UK energy secretary Amber Rudd has been lobbying the European Commission over its continued enforcement of the minimum import price (MIP) on Chinese solar modules.
Correspondence sent by Rudd to European trade commissioner Cecilia Malmstrom last month has emerged, in which Rudd urged the EC to “consider very carefully” the impact of the minimum import price regime.
The letter was dated 17 November, before the commission finalised its decision earlier this month to launch an expiry review of the anti-dumping and anti-subsidy duties in place on Chinese solar imports. The MIP is the deal that was struck after the EC imposed the duties to allow Chinese manufacturers escape paying the full tariffs.
In her letter Rudd hails solar as “one of the most unexpected energy success stories of the last five years” and says that central to its success had been the “spectacular fall in costs” that the technology had witnessed in recent years.

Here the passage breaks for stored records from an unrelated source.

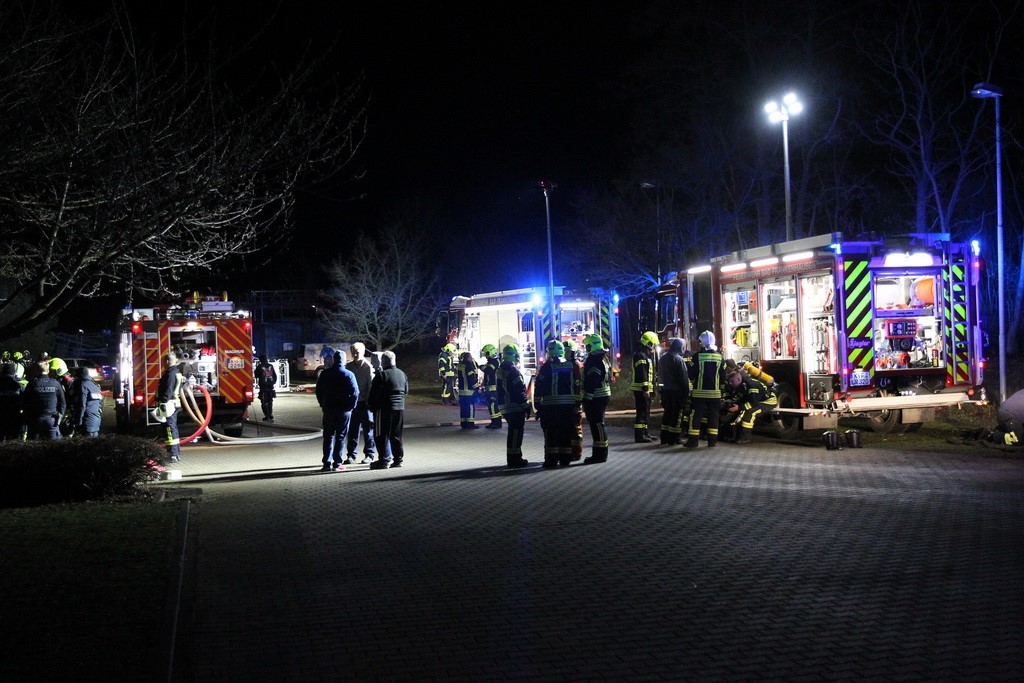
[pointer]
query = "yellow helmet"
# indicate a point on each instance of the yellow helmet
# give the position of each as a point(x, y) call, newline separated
point(511, 352)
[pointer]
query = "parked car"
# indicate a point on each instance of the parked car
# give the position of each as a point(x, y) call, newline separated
point(94, 369)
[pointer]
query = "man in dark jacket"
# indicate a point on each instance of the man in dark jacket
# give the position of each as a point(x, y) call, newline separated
point(337, 394)
point(644, 368)
point(266, 383)
point(675, 391)
point(468, 382)
point(44, 403)
point(387, 401)
point(11, 399)
point(85, 403)
point(513, 402)
point(363, 417)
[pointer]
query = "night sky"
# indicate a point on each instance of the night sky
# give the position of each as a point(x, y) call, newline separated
point(471, 104)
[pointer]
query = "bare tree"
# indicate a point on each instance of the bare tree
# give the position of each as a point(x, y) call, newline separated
point(923, 112)
point(386, 292)
point(124, 171)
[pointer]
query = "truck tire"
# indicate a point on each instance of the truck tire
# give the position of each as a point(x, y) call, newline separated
point(784, 425)
point(884, 422)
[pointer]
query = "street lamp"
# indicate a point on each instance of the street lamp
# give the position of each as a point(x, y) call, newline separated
point(790, 107)
point(546, 187)
point(657, 213)
point(989, 91)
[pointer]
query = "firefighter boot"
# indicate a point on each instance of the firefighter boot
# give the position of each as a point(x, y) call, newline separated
point(727, 432)
point(600, 455)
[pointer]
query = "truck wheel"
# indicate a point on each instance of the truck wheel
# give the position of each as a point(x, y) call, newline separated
point(785, 425)
point(884, 422)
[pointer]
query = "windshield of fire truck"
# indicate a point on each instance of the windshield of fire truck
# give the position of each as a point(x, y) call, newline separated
point(198, 348)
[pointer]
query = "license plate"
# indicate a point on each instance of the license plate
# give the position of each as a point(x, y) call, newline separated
point(860, 378)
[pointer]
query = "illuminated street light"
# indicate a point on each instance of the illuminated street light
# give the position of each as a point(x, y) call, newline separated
point(989, 91)
point(790, 107)
point(546, 187)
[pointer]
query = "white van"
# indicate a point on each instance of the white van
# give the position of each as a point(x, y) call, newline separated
point(309, 365)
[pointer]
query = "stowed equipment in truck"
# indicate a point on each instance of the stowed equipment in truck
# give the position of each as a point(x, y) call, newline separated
point(888, 328)
point(206, 333)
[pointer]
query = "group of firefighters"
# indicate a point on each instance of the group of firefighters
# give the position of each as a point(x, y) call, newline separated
point(704, 395)
point(41, 399)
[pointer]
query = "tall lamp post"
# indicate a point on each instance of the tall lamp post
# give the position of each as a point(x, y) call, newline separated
point(546, 187)
point(781, 112)
point(989, 91)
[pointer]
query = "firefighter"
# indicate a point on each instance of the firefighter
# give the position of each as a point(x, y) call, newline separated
point(643, 386)
point(11, 400)
point(169, 404)
point(557, 393)
point(708, 370)
point(468, 381)
point(85, 403)
point(19, 367)
point(445, 371)
point(266, 381)
point(44, 403)
point(596, 394)
point(675, 391)
point(572, 355)
point(513, 403)
point(748, 397)
point(491, 367)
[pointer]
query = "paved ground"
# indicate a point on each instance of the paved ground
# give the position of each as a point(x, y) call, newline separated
point(738, 562)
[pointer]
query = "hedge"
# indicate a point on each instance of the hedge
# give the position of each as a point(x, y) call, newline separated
point(75, 469)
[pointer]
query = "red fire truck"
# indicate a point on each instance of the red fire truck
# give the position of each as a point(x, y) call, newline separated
point(885, 328)
point(208, 334)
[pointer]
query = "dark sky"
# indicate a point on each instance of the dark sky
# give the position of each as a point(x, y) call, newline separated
point(470, 107)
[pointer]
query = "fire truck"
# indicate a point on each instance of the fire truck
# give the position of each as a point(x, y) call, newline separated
point(884, 328)
point(521, 317)
point(208, 334)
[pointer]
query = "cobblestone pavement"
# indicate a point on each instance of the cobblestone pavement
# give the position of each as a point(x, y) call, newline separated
point(737, 562)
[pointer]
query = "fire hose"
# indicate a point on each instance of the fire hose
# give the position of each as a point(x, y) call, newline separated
point(190, 406)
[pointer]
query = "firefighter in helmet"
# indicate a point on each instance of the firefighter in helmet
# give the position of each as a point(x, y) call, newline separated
point(489, 368)
point(558, 393)
point(513, 403)
point(748, 397)
point(573, 355)
point(644, 363)
point(445, 371)
point(707, 370)
point(596, 394)
point(468, 382)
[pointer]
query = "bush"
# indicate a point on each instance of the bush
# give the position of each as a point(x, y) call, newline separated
point(74, 469)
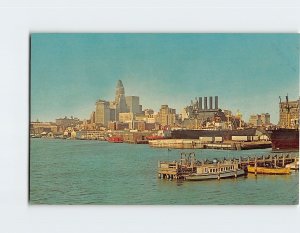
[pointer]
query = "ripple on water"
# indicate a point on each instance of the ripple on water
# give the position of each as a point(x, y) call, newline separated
point(93, 172)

Rudd pointed out that the UK, as in most of the EU, the bulk of solar jobs were in installation rather than manufacturing, and the EU was a net buyer of solar panels rather than a net producer. As a consequence she said the EU stood to benefit from lower prices and that the overall impact of the MIP was to “protect a small group of manufacturers, with concomitant damage to the majority of the European solar sector”.
The letter implores the commissioner to consider the case for an expiry review and includes evidence provided from officials at the Department of Energy and Climate Change which claims that China is unlikely to resume dumping because of an expected module shortage in the country and the “convergence” of Chinese and German-made modules.
It cites how in August this year Chinese and German modules reached parity at €0.57c per watt, the first time modules from the two destinations have been at parity in the last ten years.
“I believe that removing the MIP at the earliest possible opportunity will hasten the day when solar PV is able to operate without subsidy across the whole EU, providing jobs and energy security as well as helping us to reduce our carbon emissions,” Rudd said.
Rudd’s intervention comes as the UK pursues a policy reset on solar, in which feed-in tariffs for small systems are to be dramatically scaled back and the renewable obligation framework for large-scale arrays removed a year earlier than expected.
Rudd’s department had been quiet on the subject of the anti-dumping duties but broke its silence last week a day before the results of the FiT consultation were disclosed. Rudd, before the parliamentary energy and climate change select committee, confirmed that she had written to the Commission on the subject and would continue to lobby for its removal.
A reply from Malmstrom – sent almost three weeks later and after the EC had launched its expiry review – notes that the existing anti-dumping measures will remain in place for the duration of the investigation, but moves to allay Rudd’s fears over the content of it.
“The investigation will now also examine whether the continued imposition of the measures would run counter to the Union interest. The Commission services will as always conduct such an investigation with utmost attention,” the letter states.
James Watson, CEO of trade body SolarPower Europe, said: “It seems that there is growing demand globally particularly in Asia and the States. This means that capacity will be taken by those emerging solar markets. India springs to mind. Therefore it seems the very particular circumstances of 2012 will not be seen again. This means that the likelihood of dumping is below minimal.”
The UK Solar Trade Association’s Sonia Dunlop welcomed the letters. She said: “It is good to see that despite the heavy blow that was dealt to the British solar industry on the feed-in tariff, Amber Rudd is at least trying to use the UK government’s position as one of the heavyweight members of the EU to push for the MIP and anti-dumping measures to be removed. We have been urging the government to do this for some time and to be making our case to the Commission alongside at least one (and we hope more) of the ‘big’ member states will help enormously.
“We are now calling on Amber Rudd to lead a delegation of British solar businesses over to Brussels in early 2016 to meet with the EU Commissioner for trade, Cecilia Malmstrom, and communicate in person why anti dumping, anti subsidy and the minimum import price are in neither the UK’s or the EU’s interests.”
The MIP has looked increasingly strained with a number of companies effectively kicked out of the arrangement by the EC over 2015 for breaching its rules and leading manufacturer Trina Solar announcing its voluntary departure from the deal the week before last.